Tom Magliozzi, Co-Host Of NPR's 'Car Talk,' Dies At 77

'Car Talk' Co-Host Dead At 77

Tom Magliozzi, the iconic host of "Car Talk" for nearly 35 years, died Monday at the age of 77, after a battle with Alzheimer's disease, NPR announced.

Magliozzi and his brother, Ray, better known as "Click and Clack, the Tappet Brothers," were the Peabody Award-winning hosts of the long-running auto advice radio talk show. The famed duo became the comedic voices behind the show in 1977, with its inception as a local program on Boston's WBUR, and together led it to become NPR's top rated entertainment broadcast.

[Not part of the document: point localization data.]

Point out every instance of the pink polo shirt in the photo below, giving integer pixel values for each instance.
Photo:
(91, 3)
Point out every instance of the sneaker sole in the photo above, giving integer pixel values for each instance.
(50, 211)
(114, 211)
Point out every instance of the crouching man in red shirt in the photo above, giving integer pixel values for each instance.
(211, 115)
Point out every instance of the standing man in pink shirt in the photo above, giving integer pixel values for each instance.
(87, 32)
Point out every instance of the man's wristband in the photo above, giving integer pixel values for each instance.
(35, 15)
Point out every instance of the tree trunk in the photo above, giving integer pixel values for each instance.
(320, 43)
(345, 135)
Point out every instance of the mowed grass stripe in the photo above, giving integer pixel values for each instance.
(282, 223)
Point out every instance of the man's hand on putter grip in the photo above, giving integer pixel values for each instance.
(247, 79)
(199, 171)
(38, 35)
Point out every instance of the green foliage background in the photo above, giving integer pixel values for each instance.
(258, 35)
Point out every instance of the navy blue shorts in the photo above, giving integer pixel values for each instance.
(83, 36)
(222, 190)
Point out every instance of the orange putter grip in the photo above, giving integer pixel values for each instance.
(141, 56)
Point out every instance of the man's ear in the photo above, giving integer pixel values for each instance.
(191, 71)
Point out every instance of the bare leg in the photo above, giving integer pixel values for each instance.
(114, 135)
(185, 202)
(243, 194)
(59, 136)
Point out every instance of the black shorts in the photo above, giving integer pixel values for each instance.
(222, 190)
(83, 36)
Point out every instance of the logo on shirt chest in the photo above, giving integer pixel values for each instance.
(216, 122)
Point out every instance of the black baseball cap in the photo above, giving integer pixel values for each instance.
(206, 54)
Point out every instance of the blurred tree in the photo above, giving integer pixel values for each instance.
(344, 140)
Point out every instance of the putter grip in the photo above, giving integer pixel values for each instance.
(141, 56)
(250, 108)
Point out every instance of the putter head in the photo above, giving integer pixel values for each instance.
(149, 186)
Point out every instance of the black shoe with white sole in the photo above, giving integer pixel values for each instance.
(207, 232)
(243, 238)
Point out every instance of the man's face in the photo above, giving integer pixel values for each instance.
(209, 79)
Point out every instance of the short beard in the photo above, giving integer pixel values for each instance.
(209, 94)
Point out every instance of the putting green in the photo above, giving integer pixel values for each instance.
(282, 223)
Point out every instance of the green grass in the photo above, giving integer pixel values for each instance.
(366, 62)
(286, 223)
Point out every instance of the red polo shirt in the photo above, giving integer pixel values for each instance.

In 2012, the pair announced that they were calling it quits after 25 years with the network.

"We can be happy that he lived the life he wanted to live; goofing off a lot, talking to you guys every week, and primarily, laughing his ass off," his brother Ray said in a statement.

"Car Talk" executive producer Doug Berman sent the following memo on Monday:

I have the sad duty to report today that Tom Magliozzi, one of the hosts of 'Car Talk,' passed away this morning due to complications of Alzheimer's Disease.

Tom's been such a dominant, positive personality amongst us for so long that all of us in the public radio family -- and I include our millions of listeners -- will find this news very difficult to receive.

“He and his brother changed public broadcasting forever,” Berman continued. “Before Car Talk, NPR was formal, polite, cautious….even stiff. By being entirely themselves, without pretense, Tom and Ray single-handedly changed that, and showed that real people are far more interesting than canned radio announcers. And every interesting show that has come after them owes them a debt of gratitude."